For versatility, you can’t get much better than a spinning reel. These reels provide a good starting point for beginners, but many longtime anglers also prefer them.

Reel Size

The lighter your fishing line, the smaller your reel should be. With heavy, thick lines, larger reels are necessary. For something in between, choose a medium-size reel.

Large reels are a lot to handle, but compact versions ease that problem. If you see a size with the letter C next to the number, it’s compact.

In a compact reel, the body is one size down from what the size number suggests, lowering its weight. However, the drag and capacity are still the same.

Gear Ratio

Gear ratio describes how many times your spool rotates per handle turn. The higher the gear ratio, the faster your line comes in.

Neither is all-around better than the other. Lower ratios are great for keeping your bait near fish for more extended periods.

Timid fish might find slow line movement less intimidating. Additionally, low ratios allow you to get your bait deeper in the water.

Higher ratios, which are speedier and allow less slack, are often helpful with larger fish. They also prevent your line from getting roughed up during heavy cover fishing.

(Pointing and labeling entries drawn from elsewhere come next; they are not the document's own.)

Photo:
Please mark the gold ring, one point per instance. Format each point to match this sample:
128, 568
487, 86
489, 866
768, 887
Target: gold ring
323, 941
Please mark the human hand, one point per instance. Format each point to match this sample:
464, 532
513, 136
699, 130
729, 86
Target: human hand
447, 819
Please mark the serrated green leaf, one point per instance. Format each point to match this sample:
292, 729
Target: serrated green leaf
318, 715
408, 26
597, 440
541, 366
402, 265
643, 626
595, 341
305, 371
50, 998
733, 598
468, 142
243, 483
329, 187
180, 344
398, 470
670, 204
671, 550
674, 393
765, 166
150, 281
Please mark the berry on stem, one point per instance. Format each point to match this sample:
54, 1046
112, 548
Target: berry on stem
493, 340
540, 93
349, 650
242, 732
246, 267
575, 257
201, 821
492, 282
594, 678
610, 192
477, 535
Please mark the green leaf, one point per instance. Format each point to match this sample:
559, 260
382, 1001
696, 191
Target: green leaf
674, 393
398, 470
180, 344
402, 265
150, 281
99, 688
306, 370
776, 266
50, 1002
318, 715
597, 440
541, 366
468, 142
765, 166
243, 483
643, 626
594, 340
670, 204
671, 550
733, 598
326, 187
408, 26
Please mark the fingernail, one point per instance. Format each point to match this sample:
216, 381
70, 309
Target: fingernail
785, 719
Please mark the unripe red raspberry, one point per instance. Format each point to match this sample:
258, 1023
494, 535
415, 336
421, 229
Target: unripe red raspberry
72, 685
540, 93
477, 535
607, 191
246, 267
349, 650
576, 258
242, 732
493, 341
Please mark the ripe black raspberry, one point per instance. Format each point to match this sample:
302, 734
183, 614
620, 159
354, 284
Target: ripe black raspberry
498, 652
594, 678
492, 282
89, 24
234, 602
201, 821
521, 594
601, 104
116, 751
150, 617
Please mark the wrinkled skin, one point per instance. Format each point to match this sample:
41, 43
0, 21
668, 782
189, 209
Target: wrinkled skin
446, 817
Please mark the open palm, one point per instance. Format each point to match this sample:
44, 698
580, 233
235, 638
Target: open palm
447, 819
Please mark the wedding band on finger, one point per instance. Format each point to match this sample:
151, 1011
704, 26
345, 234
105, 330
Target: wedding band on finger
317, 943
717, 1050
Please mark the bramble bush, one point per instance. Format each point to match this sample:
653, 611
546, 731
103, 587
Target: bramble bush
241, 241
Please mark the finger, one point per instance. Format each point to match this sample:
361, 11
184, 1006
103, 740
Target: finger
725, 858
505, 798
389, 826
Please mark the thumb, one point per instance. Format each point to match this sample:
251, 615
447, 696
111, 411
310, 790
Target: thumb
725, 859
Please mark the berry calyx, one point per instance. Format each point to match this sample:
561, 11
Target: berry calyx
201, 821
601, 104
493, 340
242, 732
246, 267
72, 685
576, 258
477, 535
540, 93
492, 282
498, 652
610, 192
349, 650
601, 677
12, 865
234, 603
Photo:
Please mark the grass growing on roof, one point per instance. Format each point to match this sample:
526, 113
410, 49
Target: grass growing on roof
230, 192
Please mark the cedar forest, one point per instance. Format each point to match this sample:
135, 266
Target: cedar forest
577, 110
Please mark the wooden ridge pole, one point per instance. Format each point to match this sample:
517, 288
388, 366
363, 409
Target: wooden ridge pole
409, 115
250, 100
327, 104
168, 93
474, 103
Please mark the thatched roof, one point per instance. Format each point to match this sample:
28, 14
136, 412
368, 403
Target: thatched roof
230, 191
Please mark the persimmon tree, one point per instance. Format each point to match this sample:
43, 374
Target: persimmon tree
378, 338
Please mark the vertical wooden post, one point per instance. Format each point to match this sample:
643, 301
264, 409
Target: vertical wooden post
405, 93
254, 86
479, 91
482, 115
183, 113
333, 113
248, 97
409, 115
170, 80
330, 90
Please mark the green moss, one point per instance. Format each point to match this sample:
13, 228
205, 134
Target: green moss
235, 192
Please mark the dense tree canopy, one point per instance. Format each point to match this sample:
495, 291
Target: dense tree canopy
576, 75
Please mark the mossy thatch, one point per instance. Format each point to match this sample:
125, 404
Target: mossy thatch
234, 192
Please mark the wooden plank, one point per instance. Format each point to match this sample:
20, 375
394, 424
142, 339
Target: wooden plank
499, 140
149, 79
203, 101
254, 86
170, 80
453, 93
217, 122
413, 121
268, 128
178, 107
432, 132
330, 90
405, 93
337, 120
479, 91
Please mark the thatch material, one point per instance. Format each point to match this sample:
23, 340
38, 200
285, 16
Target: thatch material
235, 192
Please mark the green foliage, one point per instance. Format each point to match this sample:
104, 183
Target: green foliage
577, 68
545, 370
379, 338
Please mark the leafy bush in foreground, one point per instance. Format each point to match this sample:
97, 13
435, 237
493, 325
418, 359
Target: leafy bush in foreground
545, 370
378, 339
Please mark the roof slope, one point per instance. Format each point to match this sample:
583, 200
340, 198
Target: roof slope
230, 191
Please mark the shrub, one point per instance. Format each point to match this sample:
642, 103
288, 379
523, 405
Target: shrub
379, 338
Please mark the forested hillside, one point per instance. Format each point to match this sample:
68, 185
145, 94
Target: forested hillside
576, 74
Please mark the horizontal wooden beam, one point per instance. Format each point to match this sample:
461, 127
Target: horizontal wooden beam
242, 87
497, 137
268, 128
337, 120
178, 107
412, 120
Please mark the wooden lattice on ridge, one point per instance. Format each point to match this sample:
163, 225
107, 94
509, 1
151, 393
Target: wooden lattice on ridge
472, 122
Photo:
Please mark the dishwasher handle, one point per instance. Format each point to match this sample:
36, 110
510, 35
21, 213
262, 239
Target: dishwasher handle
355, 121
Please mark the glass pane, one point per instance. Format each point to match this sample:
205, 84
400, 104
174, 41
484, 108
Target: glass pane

Pick something with a medium ratio for a good mix of low and high ratio gears. Though medium ratios can’t perfectly mimic high or low options, they still function admirably in many situations.

Water Type

Saltwater reels are composed of saltwater-resistant materials, making them more durable than their freshwater counterparts. A freshwater reel will quickly acquire damage in saltwater conditions. Though you shouldn’t use a freshwater reel in the ocean, you can use a saltwater reel wherever you please.